For a plane field on a $3$-manifold, the Euler class lives in $H^2(X;\mathbb{Z})$, not $H_2(X;\mathbb{Z})$. (These are non-isomorphic if the first homology has torsion.) It is the Poincare dual of an element of $H_1(X;\mathbb{Z})$. For example, suppose that $X=\Sigma_g \times S^1$ and that $E$ is $(T\Sigma_g)\times S^1$. Then the Euler class is $(2-2g)PD[S^1]$.

• Excellent; +1 .Sorry for the necropost. In the bottom paragraph, since you're referring to a 3-manifold, I guess you mean $\Sigma_2 \times S^1$? and $E=(T\Sigma_2)\times S^1$ And , is the Euler class in general, for a plane field (2-distribution D_2) $χ (D_2)PD[M]$ , i.e., χ is the Euler characteristic, and where the base is $D_2 \times M$ ? May 9 '14 at 21:48
• @user99680 There is no requirement that the genus of the surface should be 2. Here $\Sigma_g$ was a closed surface of genus $g$ and $E$ was the pullback of its tangent bundle to $\Sigma_g\times S^1$ via the project-out-the-$S^1$ map. I'm having trouble parsing the rest of your question, but I can say that Euler classes behave functorially under pullback.
Jun 8 '15 at 19:05
• Is there a quick way to prove that $e(X)=PD[I]$ from the definition of $e(X)$ as the restriction of the Thom class?
– nkm
Mar 25 '16 at 3:48
• @NathanielMayer Yes, taking a section is just a transverse version of the standard construction. That is, the usual set of inclusions are $X \hookrightarrow E \hookrightarrow (E,E\setminus E_0)$ where $X \hookrightarrow E$ is the zero section. Replace that map with a section. (It's a vector bundle so that's an isotopic map.)
Apr 10 '16 at 15:20

Well, the Euler class exists as an obstruction, as with most of these cohomology classes.
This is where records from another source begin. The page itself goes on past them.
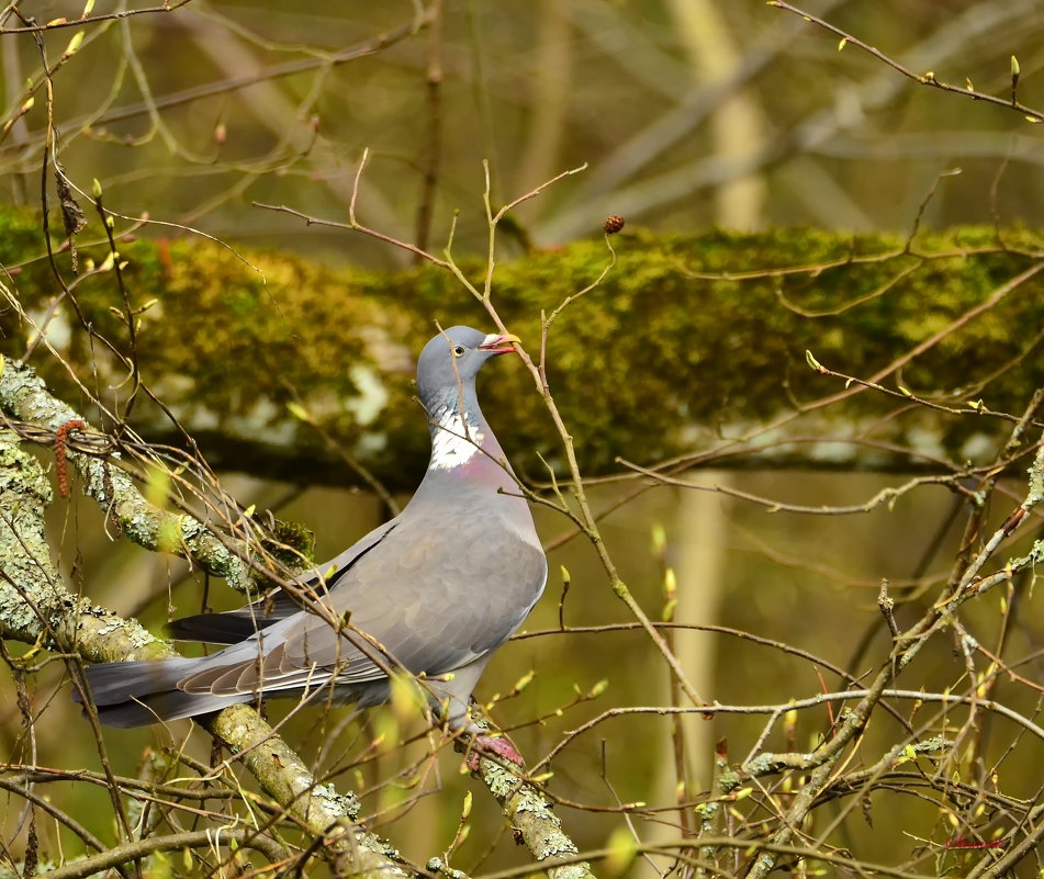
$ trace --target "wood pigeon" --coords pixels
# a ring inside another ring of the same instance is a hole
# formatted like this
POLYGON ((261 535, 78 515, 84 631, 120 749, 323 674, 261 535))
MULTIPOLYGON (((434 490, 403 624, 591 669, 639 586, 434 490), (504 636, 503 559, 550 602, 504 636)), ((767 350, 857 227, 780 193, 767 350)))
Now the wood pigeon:
POLYGON ((417 362, 431 458, 403 511, 302 576, 298 597, 276 590, 170 624, 177 639, 228 645, 210 656, 89 666, 101 722, 137 726, 261 696, 368 707, 386 701, 389 673, 405 669, 451 730, 521 765, 510 742, 482 735, 468 711, 490 656, 526 619, 548 574, 475 395, 482 365, 517 341, 470 327, 431 339, 417 362))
It measures "how twisted" the vector bundle is, which is detected by a failure to be able to coherently choose "polar coordinates" on trivializations of the vector bundle.

In the case where $$E = \mathbb{R}^2 \times B$$ is a trivial vector bundle with projection map $$\pi: E \rightarrow B$$, then we can take the form $$\phi$$ to be the pullback of the form $$\frac{1}{2\pi} d \theta$$ under the projection $$E - E_0 = (\mathbb{R}^2 - 0) \times B \rightarrow \mathbb{R}^2 - 0$$ where $$d\theta$$ is the standard angular form on $$\mathbb{R}^2 - 0$$. Then we have that the Euler class $$\chi$$ is defined by $$d \phi = - \pi^* \chi$$ a formula that is generally true, if you think about defining local polar coordinates and having $$\phi$$ measuring how they fail to piece together over triple intersections.

In this case, $$\phi$$ is closed and therefore $$e$$ is 0. This stems from the fact that we can choose global angular coordinates on the vector bundle, which is what this thing measures the failure of in general.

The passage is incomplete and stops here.